Overhaul of Delaware’s drug laws passes House

State lawmakers overwhelmingly passed legislation Tuesday that revamps Delaware’s drug charges and sentencing laws.

Rep. Melanie George (D-Bear) is the bill’s sponsor who says drug law reform is long overdue.

“This legislation is a compromise between the parties in our criminal justice system – both law enforcement and defense. All parties agree that current drug laws unevenly punish people caught in a cycle of addiction and do not effectively address the root of the problem – those who make and sell these dangerous drugs.”

House Bill 19 reduces charges on minor drug users and increases penalties for drug dealers, creating three main categories for drug crimes: possession, drug dealing (delivery, manufacture and possession with intent to deliver) and aggravated possession (possession of large amounts indicative of drug dealing). Each of the crimes would have multiple levels of seriousness depending on a number of aggravating factors including proximity to a school or park, prior record, involvement of children in the offense or resisting arrest with force or violence.

“This bill increases the penalties on the offenders committing the more serious drug crimes to keep them off the streets while giving nonviolent addicts the opportunity to get treatment, retain their jobs and continue to be productive members of society. It also gives our judges more discretion to take aggravating circumstances into account when handing down a sentence,” said Rep. George.

State Public Defender Brendan O’Neill says under the legislation, drug users will be treated differently than drug dealers. HB 19 will make more drug dealing offenses subject to minimum sentences.
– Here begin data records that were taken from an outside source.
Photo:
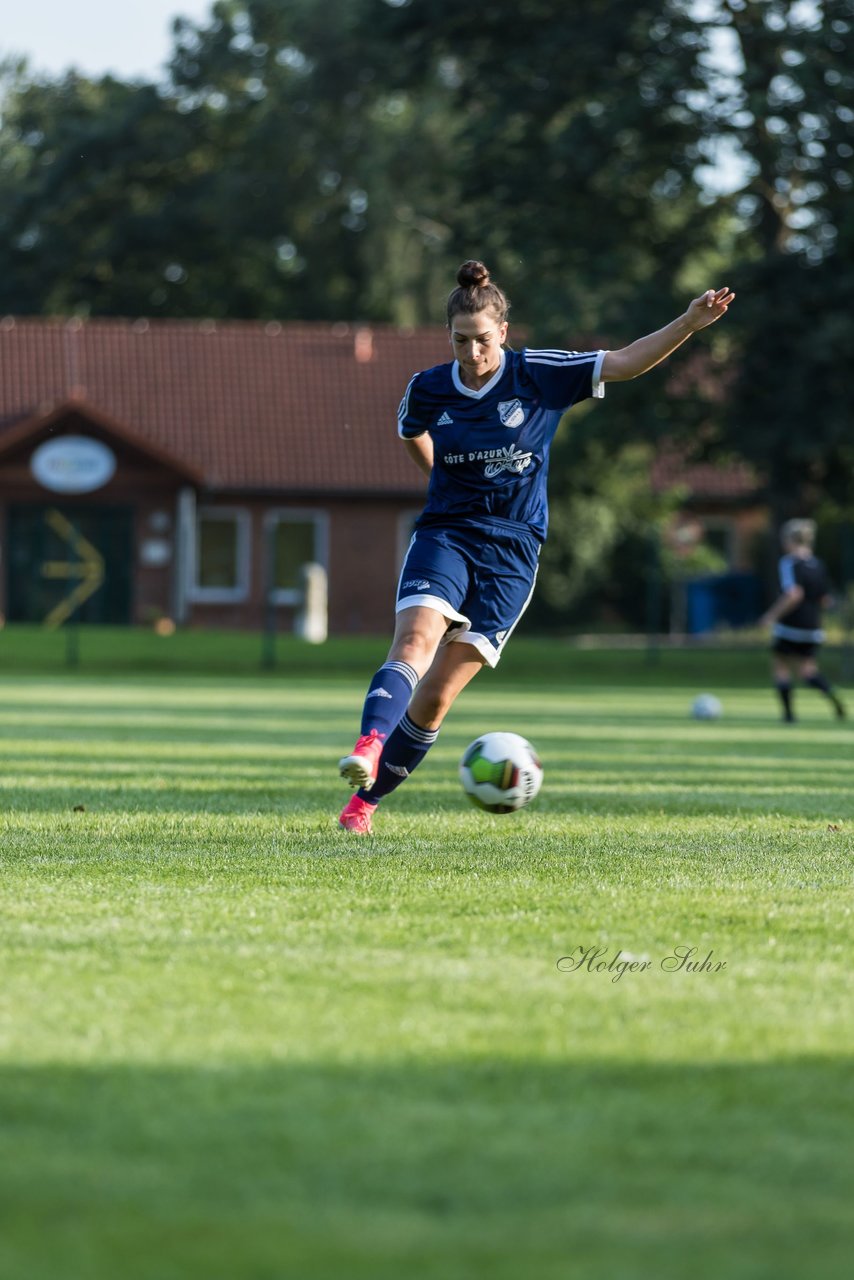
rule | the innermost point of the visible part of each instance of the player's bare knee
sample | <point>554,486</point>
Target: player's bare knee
<point>414,647</point>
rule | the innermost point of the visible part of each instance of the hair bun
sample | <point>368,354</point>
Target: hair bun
<point>473,274</point>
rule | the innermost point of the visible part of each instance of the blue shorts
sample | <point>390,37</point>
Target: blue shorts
<point>480,579</point>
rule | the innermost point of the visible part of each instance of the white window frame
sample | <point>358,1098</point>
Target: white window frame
<point>277,516</point>
<point>242,520</point>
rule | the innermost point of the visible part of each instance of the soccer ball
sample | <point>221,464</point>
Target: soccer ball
<point>707,707</point>
<point>501,772</point>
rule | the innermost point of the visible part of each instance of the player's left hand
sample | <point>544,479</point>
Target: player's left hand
<point>709,307</point>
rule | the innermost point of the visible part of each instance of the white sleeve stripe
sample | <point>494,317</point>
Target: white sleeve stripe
<point>565,362</point>
<point>598,385</point>
<point>556,351</point>
<point>405,407</point>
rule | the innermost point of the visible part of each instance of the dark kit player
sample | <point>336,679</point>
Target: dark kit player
<point>795,617</point>
<point>480,426</point>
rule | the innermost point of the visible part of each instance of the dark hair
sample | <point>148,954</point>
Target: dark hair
<point>475,292</point>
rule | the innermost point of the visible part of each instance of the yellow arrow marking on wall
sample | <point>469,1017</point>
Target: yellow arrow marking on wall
<point>88,567</point>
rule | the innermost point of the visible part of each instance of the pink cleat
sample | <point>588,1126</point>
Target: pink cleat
<point>360,767</point>
<point>356,817</point>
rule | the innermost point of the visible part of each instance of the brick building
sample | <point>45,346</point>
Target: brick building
<point>190,470</point>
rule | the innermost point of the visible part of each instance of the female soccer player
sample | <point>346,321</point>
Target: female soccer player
<point>795,617</point>
<point>480,426</point>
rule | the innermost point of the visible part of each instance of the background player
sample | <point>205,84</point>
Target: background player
<point>482,429</point>
<point>797,615</point>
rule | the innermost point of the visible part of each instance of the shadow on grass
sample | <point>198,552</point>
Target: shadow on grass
<point>492,1169</point>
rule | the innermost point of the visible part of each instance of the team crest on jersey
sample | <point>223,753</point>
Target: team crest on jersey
<point>511,414</point>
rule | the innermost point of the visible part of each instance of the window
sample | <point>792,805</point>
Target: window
<point>222,556</point>
<point>293,539</point>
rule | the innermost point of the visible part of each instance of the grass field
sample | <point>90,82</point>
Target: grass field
<point>234,1043</point>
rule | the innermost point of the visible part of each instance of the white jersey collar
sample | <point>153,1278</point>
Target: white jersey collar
<point>466,391</point>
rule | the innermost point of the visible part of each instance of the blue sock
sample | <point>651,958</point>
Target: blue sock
<point>388,696</point>
<point>403,750</point>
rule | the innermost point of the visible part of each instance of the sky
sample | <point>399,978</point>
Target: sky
<point>126,37</point>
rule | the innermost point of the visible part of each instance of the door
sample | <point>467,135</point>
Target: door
<point>69,562</point>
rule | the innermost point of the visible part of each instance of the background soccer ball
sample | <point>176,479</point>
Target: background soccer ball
<point>707,707</point>
<point>501,772</point>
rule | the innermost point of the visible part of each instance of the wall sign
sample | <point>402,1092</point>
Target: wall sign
<point>73,464</point>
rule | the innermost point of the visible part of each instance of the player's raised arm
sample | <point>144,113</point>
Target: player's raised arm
<point>639,356</point>
<point>420,449</point>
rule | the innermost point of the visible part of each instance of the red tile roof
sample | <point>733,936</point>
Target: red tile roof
<point>246,405</point>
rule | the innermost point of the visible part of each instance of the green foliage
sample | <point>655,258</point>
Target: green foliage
<point>338,160</point>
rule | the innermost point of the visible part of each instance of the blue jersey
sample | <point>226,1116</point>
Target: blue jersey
<point>491,447</point>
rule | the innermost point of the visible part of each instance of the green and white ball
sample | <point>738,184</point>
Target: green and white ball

However, the length of minimum mandatory sentences would be reduced to two years. Judges would be free to impose up to 25 years, but only the first two years would be mandatory.

“Today’s passage in the House is a big step forward toward meaningful reform of Delaware’s drug laws,” O’Neill said. “Simple possession of drugs is not a felony and the focus is to provide drug treatment for users. Under the new law, drug dealing is always a felony with dealers sentenced more harshly than users.”

HB 19 now moves to the Senate for consideration.